Mitglieder der Hayat Tahrir al-Sham; Foto: Mohammad Bash /shutterstock.com
Nach Massakern steht Syrien am Abgrund. Die Übergangsregierung kämpft um Kontrolle im zerrissenen Land. Wird das einst stolze Syrien nun endgültig zerfallen? Interview mit Stephanie Doetzer.
Letztes Wochenende kam es zu Massakern an Alawiten und einer Massenflucht in den Libanon. In der Küstenregion eskalierte die Gewalt.
Wie sieht die Lage in Syrien aus? Es ist Zeit, sich kritischer mit Syrien und der Berichterstattung auseinanderzusetzen.
Über die Hintergründe und die Rolle der Medien sprach Telepolis mit der Nahost- und Syrien-Kennerin Stephanie Doetzer, die jahrelang aus der Region für deutsche Medien und für Al Jazeera berichtete.
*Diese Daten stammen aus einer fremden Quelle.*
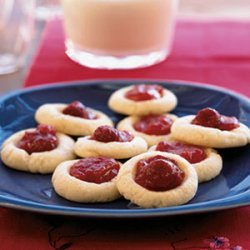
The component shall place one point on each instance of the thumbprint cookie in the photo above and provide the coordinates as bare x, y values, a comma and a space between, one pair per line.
142, 99
73, 119
110, 142
37, 150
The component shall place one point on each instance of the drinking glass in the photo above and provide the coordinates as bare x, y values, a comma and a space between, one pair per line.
118, 34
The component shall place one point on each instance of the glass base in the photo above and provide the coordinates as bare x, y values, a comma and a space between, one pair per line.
8, 64
111, 62
44, 13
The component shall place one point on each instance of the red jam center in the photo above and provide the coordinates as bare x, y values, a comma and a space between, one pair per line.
40, 140
191, 153
77, 109
144, 92
208, 117
95, 169
154, 125
109, 134
158, 173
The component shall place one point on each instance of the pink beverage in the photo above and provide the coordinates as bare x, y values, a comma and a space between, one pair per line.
118, 33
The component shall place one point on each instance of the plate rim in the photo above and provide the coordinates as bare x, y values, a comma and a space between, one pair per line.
242, 199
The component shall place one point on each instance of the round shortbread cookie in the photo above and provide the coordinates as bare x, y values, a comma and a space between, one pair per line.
51, 114
208, 168
128, 122
73, 189
150, 199
183, 130
86, 147
38, 162
120, 104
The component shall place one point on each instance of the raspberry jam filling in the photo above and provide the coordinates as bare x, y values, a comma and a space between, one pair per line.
144, 92
192, 154
95, 169
77, 109
154, 125
209, 117
109, 134
158, 173
42, 139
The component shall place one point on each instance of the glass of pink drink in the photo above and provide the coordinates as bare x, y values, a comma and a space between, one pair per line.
118, 34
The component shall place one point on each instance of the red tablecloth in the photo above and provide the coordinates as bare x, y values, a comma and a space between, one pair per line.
216, 53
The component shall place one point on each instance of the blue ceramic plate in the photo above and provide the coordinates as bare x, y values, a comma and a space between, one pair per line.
34, 192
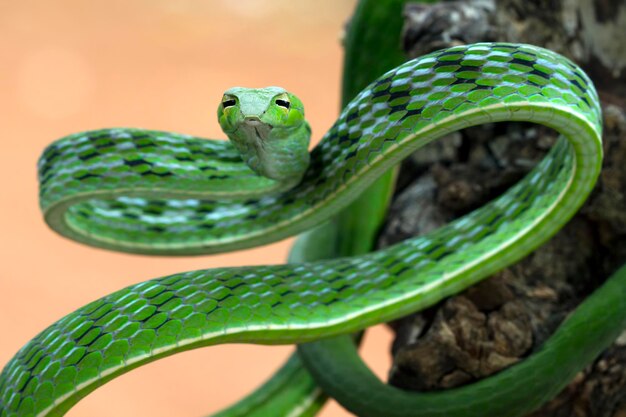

Stephanie Doetzer ist ehemalige SWR- und Al-Jazeera-Redakteurin. Sie arbeitete mehrere Jahre lang in arabischen Ländern, lebt heute wieder in Deutschland und hält Vorträge zum Nahen Osten – vor allem über die Frage, wie eine Konfliktberichterstattung aussehen kann, die Kriege nicht zusätzlich befeuert.
Hinter den Schlagzeilen – Wer sind eigentlich die syrischen Alawiten?
▶ Frau Doetzer, Sie haben seit über 20 Jahren beruflich und privat immer wieder mit Syrien zu tun. Unter anderem haben Sie für Al Jazeera gearbeitet. Wieso äußern Sie sich normalerweise nicht zu Syrien?
Stephanie Doetzer: Weil ich nicht Teil des Lärms im Internet sein will. Ich mag die medialen Grabenkämpfe nicht. Außerdem verändert sich die Situation in Syrien in rasender Geschwindigkeit.
In der Zeit, die ich brauche, um mir ein einigermaßen klares Bild zu machen, haben die HTS (Hayat-Tahrir-asch-Scham)-Rebellen letztes Jahr ein ganzes Land erobert. Ich bin also eine denkbar schlechte Berichterstatterin für alles, was mit Tagesaktualität zu tun hat.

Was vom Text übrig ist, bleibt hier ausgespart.